Mentre nelle immagini di architettura Fabio Oggero, c’è un punto di vista previlegiato, che gli arriva dalla cultura prospettica occidentale, dai templi
dell’antica Grecia, dalle teorie brunelleschiane, dal De prospectiva pingendi pierfrancescano, nelle fotografie naturali esso non c’è e neppure c’è una gerarchia visiva.
Apparentemente non esiste una costruzione compositiva, è una presa diretta della profondità tridimensionale. L’occhio si trova di fronte alla potenza della natura nella sua totalità. Le singole parti sono tutte egualmente importanti e non determinano la finitezza. Lo sguardo si perde in essa senza riuscire a trovare un punto privilegiato, che non avrebbe neppure un senso reperire. Il lavoro sull'architettura, seppur affrontato anche in termini metaforici, presenta gerarchie di segni, luci, forme, volumi. Qui è l’opposto.

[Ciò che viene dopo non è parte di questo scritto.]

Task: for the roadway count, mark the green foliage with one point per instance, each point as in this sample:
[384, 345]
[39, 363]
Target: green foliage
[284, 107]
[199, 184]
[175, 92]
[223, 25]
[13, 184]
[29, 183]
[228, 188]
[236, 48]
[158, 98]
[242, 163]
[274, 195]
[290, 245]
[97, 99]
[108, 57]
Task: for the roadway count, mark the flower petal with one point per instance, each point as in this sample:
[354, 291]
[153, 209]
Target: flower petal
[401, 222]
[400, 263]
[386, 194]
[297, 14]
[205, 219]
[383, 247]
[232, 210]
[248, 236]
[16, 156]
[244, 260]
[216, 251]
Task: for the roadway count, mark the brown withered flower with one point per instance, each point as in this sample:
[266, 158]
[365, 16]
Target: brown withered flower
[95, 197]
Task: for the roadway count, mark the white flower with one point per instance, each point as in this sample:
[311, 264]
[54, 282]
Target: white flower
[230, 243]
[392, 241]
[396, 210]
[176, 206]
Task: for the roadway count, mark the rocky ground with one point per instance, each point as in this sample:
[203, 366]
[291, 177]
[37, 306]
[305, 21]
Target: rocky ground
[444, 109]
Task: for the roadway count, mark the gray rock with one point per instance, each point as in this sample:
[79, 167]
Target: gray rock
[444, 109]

Oggero lavora su entrambi i fronti contemporaneamente: uno dà senso all’altro. La fotografia di architettura trova un controcanto in quella di natura.
La foresta è una scenografia naturale non pensata, non progettata, che si sviluppa da sé, senza il bisogno dell’uomo, qui totalmente assente, mentre nella fotografia di architettura esso è presenza assente.
La natura è potente, indistinta, capace di spiazzarci totalmente. Vengono in mente Il ragazzo selvaggio di François Truffaut, L’enigma di Kaspar Hauser di Werner Herzog, in cui la civiltà è contrapposta alla potenza della natura vincente. La natura, infatti, si rimpossessa in breve di quanto viene abbandonato.
L’uomo tenta di addomesticarla così con il giardino. Quello all’italiana di tradizione rinascimentale, che in epoca romantica, tornando a quanto scritto all’inizio, viene ribaltato per giungere al giardino all’inglese, in cui si lascia la natura libera di agire nella sua potenza: conscio e inconscio, razionale e irrazionale, ordine e caos. Un dualismo che è anche alla base delle prime teorie filosofiche della grecità.
Le foto con le foreste diventano per Fabio Oggero uno strumento liberatorio dalla costante costrizione della visione occidentale, che gli permettono di romperla per esplorare il suo inconscio. Si viene così a creare un viaggio continuo tra architettura e natura attraverso le quali l’autore verifica la propria interiorità in rapporto con il tutto.